5. Measuring the impact of a reputation crisis
Scandals, “cancel culture,” and other public relations crises can significantly impact a brand’s reputation, resulting in lost clients and sales. To measure the effect of an adverse reputational incident, analysts can scrape public brand mentions from social media, forums, or other sites and compare them with sales data to determine if the incident actually impacted revenue.
Collecting Alternative Data
There’s no question that using alternative data is vital to extracting relevant, accurate insights necessary to formulate precision strategies and enhance decision-making. However, collecting it might require specific knowledge as alternative data is usually unstructured and comes in multiple formats.
The most popular sources of alternative data include:
Data vendors: Firms that provide satellite imagery, web traffic statistics, and public social media data
Crowdsourcing: Platforms like CrowdFlower, Prolific Academic, and Amazon Mechanical Turk that collect data on consumer behavior, sentiment analysis, and more
Web scraping: The process of automatically extracting publicly available data from websites on a large scale and, often, in real time. Such data can include product and service prices, public customer reviews and comments, stock values, and any other public information available on the internet.
It is important to note that alternative data can produce rather weak signals if compared to traditional sources. Most alternative data captures short time windows and, as such, can only be useful for deriving highly specific insights within a time frame of five years or less. On the other hand, such insights might be the key to winning the business competition or advancing scientific research.
How Web Scraping Works
Web scraping works by using scripts and/or software tools to automate the web intelligence collection. The web scraping process includes the following:
1. Identifying the target website and choosing the data to be extracted, including links, text, images, and other types of information
2. Analyzing the website’s code to identify the HTML elements containing useful data
3. Writing the script to automatically extract useful data from the HTML document using some programming language (such as Python) and a web scraping library like Scrapy or BeautifulSoup, usually producing a CSV or JSON file
4. Running the scraper to automatically visit the target website, extract and parse the data, and store it in a structured format that analysts can read
While the above steps may seem simple, the web scraping process is technically challenging, with multiple obstacles. It is important to note that collecting web intelligence at scale requires residential or datacenter proxies to distribute requests, provide anonymity, and prevent server blocks.

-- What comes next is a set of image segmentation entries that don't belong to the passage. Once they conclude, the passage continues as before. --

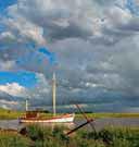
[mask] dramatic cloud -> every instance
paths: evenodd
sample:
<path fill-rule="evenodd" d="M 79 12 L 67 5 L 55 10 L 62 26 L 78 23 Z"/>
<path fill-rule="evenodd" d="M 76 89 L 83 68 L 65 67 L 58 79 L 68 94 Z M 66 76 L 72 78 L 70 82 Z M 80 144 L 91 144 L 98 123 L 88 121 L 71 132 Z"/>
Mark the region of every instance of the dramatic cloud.
<path fill-rule="evenodd" d="M 28 97 L 34 107 L 49 106 L 54 70 L 58 105 L 135 110 L 139 103 L 138 5 L 136 0 L 18 0 L 8 7 L 0 15 L 0 70 L 31 71 L 38 82 L 33 88 L 17 84 L 1 88 Z M 54 56 L 56 65 L 50 62 Z"/>

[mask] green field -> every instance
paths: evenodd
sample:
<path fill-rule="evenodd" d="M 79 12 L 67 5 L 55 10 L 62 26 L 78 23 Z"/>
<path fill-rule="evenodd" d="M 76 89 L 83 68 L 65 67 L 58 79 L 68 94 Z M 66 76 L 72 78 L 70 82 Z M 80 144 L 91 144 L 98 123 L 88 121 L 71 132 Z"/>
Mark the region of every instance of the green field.
<path fill-rule="evenodd" d="M 26 133 L 0 131 L 0 147 L 139 147 L 139 128 L 109 127 L 99 132 L 28 125 Z"/>
<path fill-rule="evenodd" d="M 0 109 L 0 120 L 17 119 L 24 115 L 23 111 Z M 58 113 L 61 114 L 61 113 Z M 86 113 L 88 118 L 139 118 L 139 113 Z M 52 113 L 40 113 L 41 118 L 51 118 Z M 76 119 L 83 119 L 83 114 L 76 113 Z"/>

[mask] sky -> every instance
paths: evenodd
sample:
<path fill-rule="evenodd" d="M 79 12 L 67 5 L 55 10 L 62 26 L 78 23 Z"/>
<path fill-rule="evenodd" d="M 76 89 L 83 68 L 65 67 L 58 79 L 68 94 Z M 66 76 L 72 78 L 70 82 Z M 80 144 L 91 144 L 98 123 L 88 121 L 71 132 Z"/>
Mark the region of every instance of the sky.
<path fill-rule="evenodd" d="M 139 112 L 139 0 L 0 0 L 0 107 Z"/>

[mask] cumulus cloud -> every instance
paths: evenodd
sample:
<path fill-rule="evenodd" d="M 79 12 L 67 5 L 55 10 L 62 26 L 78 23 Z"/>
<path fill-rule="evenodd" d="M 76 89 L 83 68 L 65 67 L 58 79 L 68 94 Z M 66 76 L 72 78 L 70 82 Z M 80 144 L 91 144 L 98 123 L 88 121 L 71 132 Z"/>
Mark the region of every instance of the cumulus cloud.
<path fill-rule="evenodd" d="M 33 106 L 51 105 L 52 66 L 27 46 L 33 42 L 58 56 L 58 105 L 134 107 L 130 98 L 139 95 L 139 17 L 124 0 L 18 0 L 0 17 L 0 69 L 38 75 L 35 88 L 7 84 L 1 87 L 5 93 L 29 97 Z"/>
<path fill-rule="evenodd" d="M 0 85 L 0 90 L 12 96 L 25 96 L 25 88 L 17 83 L 8 83 L 7 85 Z"/>

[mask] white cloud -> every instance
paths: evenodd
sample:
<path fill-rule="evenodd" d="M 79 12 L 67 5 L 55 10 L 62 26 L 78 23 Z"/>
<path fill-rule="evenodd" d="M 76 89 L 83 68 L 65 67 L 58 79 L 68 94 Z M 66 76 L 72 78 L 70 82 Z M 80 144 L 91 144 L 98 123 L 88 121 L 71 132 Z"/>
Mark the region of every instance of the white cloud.
<path fill-rule="evenodd" d="M 26 89 L 25 87 L 21 86 L 18 83 L 11 83 L 5 85 L 0 85 L 0 90 L 12 95 L 12 96 L 25 96 Z"/>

Fortunately, the latest web scraping solutions usually take care of challenging technical issues, be it automated proxy management, CAPTCHA solving, or data extraction and parsing.
Final Thoughts
Alternative data is a Holy Grail for organizations, businesses, and individual researchers that look for unique insights or simply need to get ahead of the competition. As a result, the global demand for alternative data is expected to increase at a compound annual growth rate (CAGR) of 52.1% from 2023 to 2030.
However, utilizing alternative data is almost impossible without a growing awareness of web scraping possibilities. Web intelligence is the backbone of the digital revolution – to make successful data-driven decisions, accessibility of large amounts of public information and the quality of extracted data is key. Modern solutions, such as scraping APIs and web data unblocking tools, enable organizations to focus more on the data analysis itself instead of the complex technical peculiarities of the data collection process.